Study of “extremophiles” on Earth has proved very fruitful – space
is another extreme environment, and the major new domain, very low
gravity, has never been seen on Earth. Some cells behave quite
differently in low gravity; gene expression, proteins, metabolism,
structure – what’s happening here?
Some of what happens to people in space – bone loss, etc., follows
a pattern seen in aging people on Earth – but astronauts recover.
How? The Moon makes for a new environment again, a “mid-point”
between Earth gravity and free fall – life will adapt differently;
how? We are seeing the beginning of a golden age of space biology
- learning how life works, and how to live beyond this planet.
Is life planet-bound? Or can life from one world thrive on another?!
What is more profound? To find life on another planet, or to bring
life somewhere it has never been before? One thing we
may find on the Moon is life from Earth – meteorites from
ancient Earth with evidence preserved for millions of years.
Lynn concluded with a call for a “lunar university” –
we need not just the basic research on the moon, but exploration
of the full realm of human experiences. A very different future
is available to a species that can survive beyond, in her
terms, the planet of origin!
Former NASA flight controller Marianne
Dyson then gave us a fun session on some of the things
in her recent book, “Home on the Moon”, with a review of the
basics of things we know about the Moon, why we want
to go there, and how we’ll live when we get there.

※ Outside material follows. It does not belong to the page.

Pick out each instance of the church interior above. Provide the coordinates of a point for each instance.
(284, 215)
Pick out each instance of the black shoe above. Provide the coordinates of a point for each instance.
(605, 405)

First up were sizes, with some scale models and a simple
to-scale string between Earth and Moon, with knots for
perigee and apogee, to show the reality of the Earth-Moon
system. How the moon moves; full Moons and New Earths, and
more.
Marianne covered where we might live – her pick was the crater
Aristarchus, close to the lunar maria and KREEP deposits with
possible uranium. Nuclear power to survive the night-span would
help; the lunar surface base might best be a space station
derivative module covered in regolith. How we would handle
the radiation environment, growing plants in lunar greenhouses,
extracting oxygen from lunar rocks (and re-selling it for
Earth orbital uses). Estimates for building the first base are really
not out of range in terms of cost (similar to ISS cost).
This year should see launch of the first
commercial lunar
mission from TransOrbital;
a competing mission
from LunaCorp is scheduled
for next year. TransOrbital, at least, got its start with the
Artemis Project, a private
project to establish a permanent human base on the Moon.
Randall Severy
of the Artemis Project board of directors, provided an overview
and update on the status of the project. People assume that we
can only go back to the Moon by government effort, but that’s
not necessarily true; current cost estimates for the Artemis approach
are much less than Zubrin’s Mars Direct plan to start a Mars settlement,
and they believe the funds can be raised through media rights and other
private sources. A number of spin-off and affiliated companies
are working to help raise awareness, basic funds, and support
for the main project, including TransOrbital and Randall’s own web
software company, CyberTeams.
Of course the past few years haven’t been good for internet companies,
but they seem to be surviving.
Slowly but surely, it seems, the lunar development pieces of the
NSS roadmap are coming together. Whether NASA will be able
to make the government side of it happen before the private approaches
succeed remains to be seen; my hope is we will get some government
support to move all these things forward just a bit faster. But
either way, I’m convinced lunar industrialization will happen
over the next couple of decades; sooner than most people expect.
1 Response to Lunar Bases on the Roadmap to Space
apsmith
July 9th, 2003 at 9:20 am
I’m not sure what happened to the CONTACT presentation – it was the only one not on the lunarexplorers.nl site. However, the first image on this ESA page is from the CONTACT design. Post a link here if you find a more complete description!